While the number of deaths from prescription drugs in Vermont has seemingly leveled off and even begun to go down, a new statistic has emerged in recent years showing that the number of deaths from heroin and its powerful painkiller cousin, fentanyl, has spiked.
Fentanyl is a synthetic opioid many times more powerful than heroin.
In one week last December, eight people died from a lethal strain of heroin in western Massachusetts, followed by a Christmas Eve overdose death in Newport. At the time, the Vermont State Police Narcotics Investigation Unit suspected that the “Hollywood” batch associated with the deaths may not be just heroin, but the deadly mix with fentanyl.
In April 2015, Donald Farnham, a 30-year-old Spaulding High School graduate and father, overdosed and died in the bathroom of the Randolph Cumberland Farms. In the same week, a man overdosed on fentanyl in Bethel but was revived with nine doses of Narcan. In the days leading up to those deaths, police around New England were asking law enforcement and drug users to be on the lookout for a deadly mix called “Ronald Reagan.”
A detailed data brief released by the Vermont Health Department last year went beyond statistics found in a similar report given to the Legislature. Statewide in 2012, there were 15 deaths in Vermont from heroin and fentanyl, according to statistics from the Vermont Health Department. In 2013, there were 53 deaths; last year, it was 42.
The most current data has yet to be compiled. The number of drug deaths does indicate Vermont remains in crisis. Officials here have been confronting what Democratic Gov. Peter Shumlin has called the crisis of addiction to prescription drugs, heroin and, more recently, drugs such as fentanyl a top priority across the state, from the governor’s office down to the community level.

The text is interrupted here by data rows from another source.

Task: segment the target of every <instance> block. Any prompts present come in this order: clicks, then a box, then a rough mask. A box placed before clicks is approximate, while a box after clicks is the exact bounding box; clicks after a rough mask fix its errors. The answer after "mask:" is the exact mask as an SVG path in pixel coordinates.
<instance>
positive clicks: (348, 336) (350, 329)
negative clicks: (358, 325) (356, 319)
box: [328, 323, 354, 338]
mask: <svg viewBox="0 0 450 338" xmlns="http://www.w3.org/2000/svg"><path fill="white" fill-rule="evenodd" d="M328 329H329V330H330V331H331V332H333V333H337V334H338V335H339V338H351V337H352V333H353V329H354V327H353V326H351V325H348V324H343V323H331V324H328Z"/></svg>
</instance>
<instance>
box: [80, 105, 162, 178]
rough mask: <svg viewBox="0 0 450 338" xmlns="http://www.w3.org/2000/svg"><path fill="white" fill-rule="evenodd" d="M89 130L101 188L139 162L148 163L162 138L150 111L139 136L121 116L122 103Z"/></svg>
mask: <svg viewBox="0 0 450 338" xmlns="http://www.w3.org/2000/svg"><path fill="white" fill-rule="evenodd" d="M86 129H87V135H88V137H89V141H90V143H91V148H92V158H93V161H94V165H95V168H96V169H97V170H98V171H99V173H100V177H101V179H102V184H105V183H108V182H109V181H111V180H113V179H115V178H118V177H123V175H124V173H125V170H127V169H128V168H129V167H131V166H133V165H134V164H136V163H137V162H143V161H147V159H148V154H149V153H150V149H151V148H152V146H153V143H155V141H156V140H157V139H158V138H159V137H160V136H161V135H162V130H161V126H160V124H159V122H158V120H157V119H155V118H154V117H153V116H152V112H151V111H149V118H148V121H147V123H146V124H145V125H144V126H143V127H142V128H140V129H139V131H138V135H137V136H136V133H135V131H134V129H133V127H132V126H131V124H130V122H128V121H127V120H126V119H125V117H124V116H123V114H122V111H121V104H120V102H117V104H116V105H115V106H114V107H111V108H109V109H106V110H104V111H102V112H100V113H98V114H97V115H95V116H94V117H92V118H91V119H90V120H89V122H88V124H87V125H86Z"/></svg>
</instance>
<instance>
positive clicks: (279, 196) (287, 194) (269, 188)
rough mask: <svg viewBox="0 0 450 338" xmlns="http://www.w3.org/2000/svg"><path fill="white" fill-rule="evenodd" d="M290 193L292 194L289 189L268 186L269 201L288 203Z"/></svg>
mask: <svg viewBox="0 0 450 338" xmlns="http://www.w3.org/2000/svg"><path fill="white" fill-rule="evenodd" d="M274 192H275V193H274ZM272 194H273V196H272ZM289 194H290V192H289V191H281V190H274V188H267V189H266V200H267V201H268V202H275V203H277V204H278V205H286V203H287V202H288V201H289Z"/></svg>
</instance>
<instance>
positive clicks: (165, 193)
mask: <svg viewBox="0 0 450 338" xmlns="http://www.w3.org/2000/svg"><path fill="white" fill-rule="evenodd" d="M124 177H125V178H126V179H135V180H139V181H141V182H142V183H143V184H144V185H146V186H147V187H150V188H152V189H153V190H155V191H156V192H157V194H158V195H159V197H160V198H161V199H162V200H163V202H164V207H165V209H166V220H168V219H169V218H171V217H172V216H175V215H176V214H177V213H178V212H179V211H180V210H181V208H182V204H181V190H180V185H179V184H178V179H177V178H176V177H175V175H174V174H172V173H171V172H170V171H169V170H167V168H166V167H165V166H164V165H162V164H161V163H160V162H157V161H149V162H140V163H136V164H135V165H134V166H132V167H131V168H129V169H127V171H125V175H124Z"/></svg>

The efforts appear to be paying off in at least one area, with fewer deaths from overdoses of prescription drugs. The big jump noted by the most recent data brief published by the state’s Health Department found the spike in heroin and fentanyl deaths up to a statewide total of 53 in 2015 from 42 in 2014.
At the national level, lawmakers are very mindful of the crisis.
“No one is immune,” said Sen. Rob Portman, an Ohio Republican. Portman is one of the main authors of the Senate legislation. “The heroin and prescription drug epidemic is devastating families and communities all over the country, and we need to get this bill to the president’s desk as quickly as possible.”
Lawmakers have exhibited widespread bipartisan agreement that Congress needs to take steps to improve drug treatment, to better control prescription drug distribution and to enhance training of emergency responders in treating overdoses. But progress on the legislation has been slowed by disputes over funding and by other maneuvering over legislation that members of both parties see as a selling point in the fall elections.
According to media reports, House and Senate negotiators have started preliminary talks on reconciling different versions of the opioid legislation that have been passed by the two chambers, and they now hope to produce a final package before the next recess, over the Fourth of July. Prince’s death is likely to spur them on. High-profile drug fatalities have had that effect in the past. The death from a cocaine overdose of the college basketball star Len Bias in June 1986 is widely credited with starting the crackdown of those years that came to be known as the war on drugs.
While Vermont is doing its part to fight this war on drugs, there is clearly still much more that needs to be done with regard to prevention, enforcement and rehabilitation. It is sad it took Prince’s death to wake up so many lawmakers to this crisis. But, now that they are aware of the issue and taking action, we will take all the help we can get.